On Monday nights, I watch The Bachelor/-ette in Brooklyn. This started about three years ago, when a friend tried to set me up with a guy who “just dropped off the face of the earth.” Turns out, he had been taping the show, so of course I had to watch my once and future husband…make-out in a hot tub on national television.
I wouldn’t pride myself on my taste in TV, hi, Vampire Diaries, but The Bachelor is just terrible. Really. But we sit around and shout at the screen like it’s a game day…drinking like it’s…well, like it’s not a Monday night, and email about the show all week. (This season features an opera singer and a “music composer,” and the Bachelor himself is from Gustavo Dudamel’s hometown, so I guess I can write-off the wine and pizza slices.) I have never had any desire to watch an episode by myself, and yet I look forward to watching every week.
It’s silly, of course, to write a blog post with the thesis statement “people like being around other people!,” but I do wonder where the digital concert halls and web streams are taking us. Are they The Future, or will there always be physical performances with physical audiences? TV and movies that do not involve living beings in front of an audience–as evidenced by my Bachelor Mondays and everyone who has ever seen a movie with somebody else–draw group gatherings rather that solo viewers. Even reading–if the reader is over the age of 7, a nearly exclusively solo pursuit–warrants company in the form of book clubs. Why, when we could set up cameras and mics in a concert hall and webcast/broadcast a performance to more people who could fit in that theater, do we still have people in the hall? The Met’s Live in HD series is broadcast at matinees with people in the Met, to people, together, in movie theaters; would it not make for a better product if the hall was empty and the director could set up as many cameras and additional lights as they wanted to? Sure, but togetherness, to some extent, is the point – being part of something happening live together, bearing witness to a thing and to other people experiencing that same thing. People line up for tapings of The Late Show with David Letterman, The Colbert Report, The Daily Show, and Saturday Night Live; how do the studio audiences, once canned laughter and applause, affect the art-making at hand?
I went to the movies on 84th and Broadway about a month ago, and to my extreme delight, found an entire theater of La-Z-Boy recliners! My sister and I saw Gravity, and when the movie ended and we slowly descended from our beautiful sprawl, she noted, “Wow – I feel like I just experienced GRAVITY for the first time myself.” Just like Sandra Bullock, waiting for Clooney to tap on our window. Suffice it to say, we are ruined for life; why would I ever sit through a movie again when I can l-o-u-n-g-e. Over Christmas, my dad got an even bigger TV and tried to give me his older, huge, one – a TV with a screen that would take up the better part of a New York City apartment wall. It occurred to me that here we have movie theaters trying to recreate living rooms and living rooms trying to recreate movie theaters.

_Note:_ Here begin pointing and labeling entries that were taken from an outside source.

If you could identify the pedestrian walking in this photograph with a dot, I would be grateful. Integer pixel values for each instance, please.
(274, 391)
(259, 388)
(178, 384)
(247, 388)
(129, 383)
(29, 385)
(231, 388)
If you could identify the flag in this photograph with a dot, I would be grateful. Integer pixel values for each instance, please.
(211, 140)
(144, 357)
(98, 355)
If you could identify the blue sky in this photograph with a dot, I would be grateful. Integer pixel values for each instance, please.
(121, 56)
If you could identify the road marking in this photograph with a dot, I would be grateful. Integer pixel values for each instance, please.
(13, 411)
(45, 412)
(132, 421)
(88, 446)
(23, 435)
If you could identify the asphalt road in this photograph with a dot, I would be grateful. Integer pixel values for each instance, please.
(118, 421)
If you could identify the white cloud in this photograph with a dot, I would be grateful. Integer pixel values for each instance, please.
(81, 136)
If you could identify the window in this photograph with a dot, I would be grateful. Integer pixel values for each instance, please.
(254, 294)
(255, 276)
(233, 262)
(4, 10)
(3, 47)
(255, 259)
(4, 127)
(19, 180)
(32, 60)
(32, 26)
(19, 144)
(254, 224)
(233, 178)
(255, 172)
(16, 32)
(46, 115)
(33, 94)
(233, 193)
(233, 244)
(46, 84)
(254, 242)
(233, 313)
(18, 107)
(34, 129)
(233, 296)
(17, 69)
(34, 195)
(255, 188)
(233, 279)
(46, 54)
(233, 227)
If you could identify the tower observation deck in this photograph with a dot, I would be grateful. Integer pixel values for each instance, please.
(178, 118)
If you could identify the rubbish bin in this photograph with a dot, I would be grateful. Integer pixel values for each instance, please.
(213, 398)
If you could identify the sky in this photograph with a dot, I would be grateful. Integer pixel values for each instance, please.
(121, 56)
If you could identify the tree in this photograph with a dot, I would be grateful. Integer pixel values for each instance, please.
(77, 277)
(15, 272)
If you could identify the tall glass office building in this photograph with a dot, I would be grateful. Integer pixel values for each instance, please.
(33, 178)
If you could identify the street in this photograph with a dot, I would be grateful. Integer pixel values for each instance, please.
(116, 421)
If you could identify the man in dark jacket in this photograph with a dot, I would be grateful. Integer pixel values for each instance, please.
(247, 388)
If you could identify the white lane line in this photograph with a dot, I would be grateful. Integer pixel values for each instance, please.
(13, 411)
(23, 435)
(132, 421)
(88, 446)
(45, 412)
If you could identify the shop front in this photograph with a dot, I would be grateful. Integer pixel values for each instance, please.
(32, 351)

Jonathan Biss, for whom I work, and the Curtis Institute of Music, to whom I send a lot of annoying emails, recently collaborated with the MOOC (massive open online course) provider Coursera. The 5-week course, which will be re-offered this March, featured one-hour videos once a week that students could watch at any time they liked, as many times, and at any pace. Many people commented in the discussion threads that they enjoyed being able to watch the lectures in their own time: after the kids had gone to bed, during their lunch break…in my case, all of them the Sunday before the course closed – those college habits die hard. But that is the benefit of the stream or the archived concerts, or concert DVDs for that matter: they’re not at 8pm, they don’t require you to get dressed, you can pause them, you can rewind them, you can turn them off. That said, the Coursera course featured nearly 1000 discussion threads: so you watch the videos alone and that’s great, but performative (“look what I know”) or inquisitive (“what else can I learn”), it’s human nature to want to discuss the material with others.
I’ve always thought a great story would be to have every a set of classical music critics review the same concert webcast or Berlin Philharmonic Digital Concert Hall–the accepted leader in the field–performance from their homes and apartments. What were they wearing? Was their dog barking in the background? What are their speakers like? How did their internet work? Did they invite people over to watch the concert with them, or did they enjoy, for once, watching a concert alone? No one went for the pitch, but I remain interested. Similarly, how many Grammy viewing parties will there be this weekend, and how many Super Bowl parties the following weekend? Or, in my case, how many Bachelor wedding viewing parties? I think I’m going to wear my bridesmaid dress.
MWnyc says
Amanda, I’d go for that pitch in a second if I could. The problem is finding the budget to pay all those critics for their reviews. Nobody has enough money to pay critics to cover all the concerts that ought to be covered in their own cities.